A further extension to the £20 a week Universal Credit top-up payment beyond September is a decision for the chancellor, a minister has said.

Will Quince said he expected the Treasury to look this summer at whether it should be kept in place for longer, based on health and economic data.

The UK was “still very much in the depths of the pandemic”, he said.

Opposition parties and anti-poverty campaigners have called for it to be maintained for at least a year.

But ministers have emphasised that the uplift, first introduced in April 2020 and worth more than £1,000 a year, is temporary and would be too costly to keep in place indefinitely.

Universal credit is claimed by more than five and a half million households in the UK and, campaigners say, the top-up has made the difference for some families between getting by and falling further into poverty.

Chancellor Rishi Sunak bowed to pressure in last week’s Budget to extend it by six months to the end of September, saying he would do “whatever it takes” to continue supporting the most vulnerable.

But campaigners have warned that the September cut-off represents another “cliff-edge” and it makes no sense to remove the payment in the autumn when unemployment is forecast to rise by 500,000 by the end of the year.

Asked during a parliamentary hearing whether it wouldn’t be better to confirm a further six-month extension now, Welfare Delivery Minister Mr Quince said this would be “premature” and doing so would come at a “very significant cost” of about £6bn.

As the vaccination programme “gathered pace”, he said the government’s focus would begin to turn to helping those laid off during the pandemic to get back into employment.

But he said there were “lots of variables”, including the impact of potential new variants on infection levels, and it was right that approaches weren’t “set in stone” and the government remained “agile” in its response.

“I think it is right that the chancellor will continue to look at the economic, societal and health picture going forward and be able to take a view in the end of the summer or as we approach the last quarter of this year how best we continue to support some of the lowest-paid, most vulnerable and most disadvantaged.”

Asked by Conservative peer Lord Forsyth whether the minister was dropping a hint that the top-up would be extended, he said this was “above his grade”.

He added: “We are still very much in the depths of the pandemic. We have, of course, got the road map out and light at the end of the tunnel in terms of the vaccine rollout.

“I hope we will have a strong bounce back in our labour market but, to be frank, we don’t know where we are going to be in the third and fourth quarters of this year.

“That is why it is important that we continue to have conversations with the Treasury and the Chancellor based on the health and broader economic outlook.”

Dionne Boateng, 31, is single and has no children. She freelances as a researcher and writer for the Young Women’s Trust.

“I refused to take a loan because all they do is push people in to a cycle of debt. You’d be paying it back later along the line so personally I refused it and used the little savings I had to get by.”

She says it’s “good in theory” to focus on creating jobs but “there are not a lot of secure long-term jobs out there. You’re lucky to get an interview in the first place and when you do, you find that it is for a six or 12 month contract, not a permanent job.

“This is making a lot of people reluctant to come off universal credit because you’d have to start from scratch when the job runs out.
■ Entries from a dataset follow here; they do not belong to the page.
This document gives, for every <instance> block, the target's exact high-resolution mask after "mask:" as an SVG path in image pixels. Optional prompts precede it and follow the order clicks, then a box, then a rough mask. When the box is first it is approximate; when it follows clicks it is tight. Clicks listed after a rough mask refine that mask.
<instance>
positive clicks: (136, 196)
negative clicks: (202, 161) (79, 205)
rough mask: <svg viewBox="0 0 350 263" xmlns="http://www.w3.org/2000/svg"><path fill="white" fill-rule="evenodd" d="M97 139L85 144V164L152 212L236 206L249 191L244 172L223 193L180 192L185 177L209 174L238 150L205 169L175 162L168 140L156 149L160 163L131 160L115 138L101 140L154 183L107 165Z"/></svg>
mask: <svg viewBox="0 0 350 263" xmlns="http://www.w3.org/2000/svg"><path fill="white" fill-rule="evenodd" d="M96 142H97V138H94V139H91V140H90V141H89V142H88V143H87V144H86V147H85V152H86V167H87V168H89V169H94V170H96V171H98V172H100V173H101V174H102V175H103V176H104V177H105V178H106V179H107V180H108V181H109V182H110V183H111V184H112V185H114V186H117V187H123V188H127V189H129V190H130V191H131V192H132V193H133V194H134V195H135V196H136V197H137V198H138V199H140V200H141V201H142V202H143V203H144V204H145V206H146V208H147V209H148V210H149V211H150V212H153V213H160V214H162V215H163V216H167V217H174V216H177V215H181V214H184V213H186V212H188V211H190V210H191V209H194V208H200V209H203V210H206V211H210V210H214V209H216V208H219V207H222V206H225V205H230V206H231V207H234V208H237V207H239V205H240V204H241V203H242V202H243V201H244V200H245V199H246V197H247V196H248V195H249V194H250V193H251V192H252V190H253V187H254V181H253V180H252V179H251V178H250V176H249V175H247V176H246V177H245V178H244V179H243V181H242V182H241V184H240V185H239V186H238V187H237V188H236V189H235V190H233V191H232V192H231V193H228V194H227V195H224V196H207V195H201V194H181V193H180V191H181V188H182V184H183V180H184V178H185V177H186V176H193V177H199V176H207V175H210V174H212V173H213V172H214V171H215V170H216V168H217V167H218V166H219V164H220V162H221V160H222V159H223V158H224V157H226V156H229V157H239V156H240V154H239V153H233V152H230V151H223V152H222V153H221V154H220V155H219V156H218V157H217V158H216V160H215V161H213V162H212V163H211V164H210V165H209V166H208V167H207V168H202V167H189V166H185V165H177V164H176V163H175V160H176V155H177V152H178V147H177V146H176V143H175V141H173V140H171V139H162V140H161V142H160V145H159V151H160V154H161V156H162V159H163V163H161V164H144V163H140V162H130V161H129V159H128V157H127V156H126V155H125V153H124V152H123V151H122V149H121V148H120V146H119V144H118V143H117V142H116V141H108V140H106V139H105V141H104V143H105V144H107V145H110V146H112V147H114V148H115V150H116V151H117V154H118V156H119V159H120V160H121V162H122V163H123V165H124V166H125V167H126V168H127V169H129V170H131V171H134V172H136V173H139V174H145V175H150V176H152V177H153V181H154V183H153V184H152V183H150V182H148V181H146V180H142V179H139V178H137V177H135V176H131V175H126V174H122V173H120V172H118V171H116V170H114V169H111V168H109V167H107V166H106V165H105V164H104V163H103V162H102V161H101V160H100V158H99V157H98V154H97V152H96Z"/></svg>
I am looking in to be a work coach but it is not what I want to do as there is no security in it. It is only for a year. I am worried about coming out of the system and having to go through the whole universal credit process again.
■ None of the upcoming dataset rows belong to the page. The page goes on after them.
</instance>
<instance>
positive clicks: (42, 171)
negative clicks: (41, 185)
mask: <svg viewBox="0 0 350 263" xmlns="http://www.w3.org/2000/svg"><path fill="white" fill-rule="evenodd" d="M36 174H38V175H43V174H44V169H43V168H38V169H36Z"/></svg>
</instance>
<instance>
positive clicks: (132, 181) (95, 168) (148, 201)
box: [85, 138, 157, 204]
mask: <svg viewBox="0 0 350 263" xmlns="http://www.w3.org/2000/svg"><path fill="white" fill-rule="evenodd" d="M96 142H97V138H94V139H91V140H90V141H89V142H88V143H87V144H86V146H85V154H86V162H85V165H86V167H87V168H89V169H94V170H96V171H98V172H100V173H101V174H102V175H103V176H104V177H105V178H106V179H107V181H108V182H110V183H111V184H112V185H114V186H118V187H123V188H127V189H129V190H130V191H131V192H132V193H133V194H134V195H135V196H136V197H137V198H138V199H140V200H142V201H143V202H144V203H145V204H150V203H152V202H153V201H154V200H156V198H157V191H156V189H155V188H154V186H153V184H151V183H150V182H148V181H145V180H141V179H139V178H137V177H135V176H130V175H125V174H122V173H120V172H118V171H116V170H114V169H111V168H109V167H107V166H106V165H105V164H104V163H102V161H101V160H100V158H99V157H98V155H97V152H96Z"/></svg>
“I try to be hopeful. We are coming out of the long, dark winter so I am a bit hopeful but I need to be realistic. I am worried. There is so much focus on 16-25 year olds but what about people like me?”

During his appearance before the Commons Work and Pensions Committee and Lords Economic Affairs Committee, Mr Quince was asked about whether the five-week wait for most people to receive their first Universal Credit payment had forced more and more people to turn to food banks during the pandemic.

He said new research would be published later this year but played down suggestions that replacing the current system of emergency cash advances with an immediate across-the-board starter payment was a “magic bullet”.

“One of the biggest problems we find is that people are not making their applications for Universal Credit at the point at which they become eligible but delay until they have exhausted their financial resources and hit crisis.

“I recognise calls for a starter payment of some description. We have explored this. There is no option that is either quick, easy or does not involve huge financial costs and also huge fraud risks.

“If there were, trust me at nearly two years into this job, I would have introduced a change of this nature”.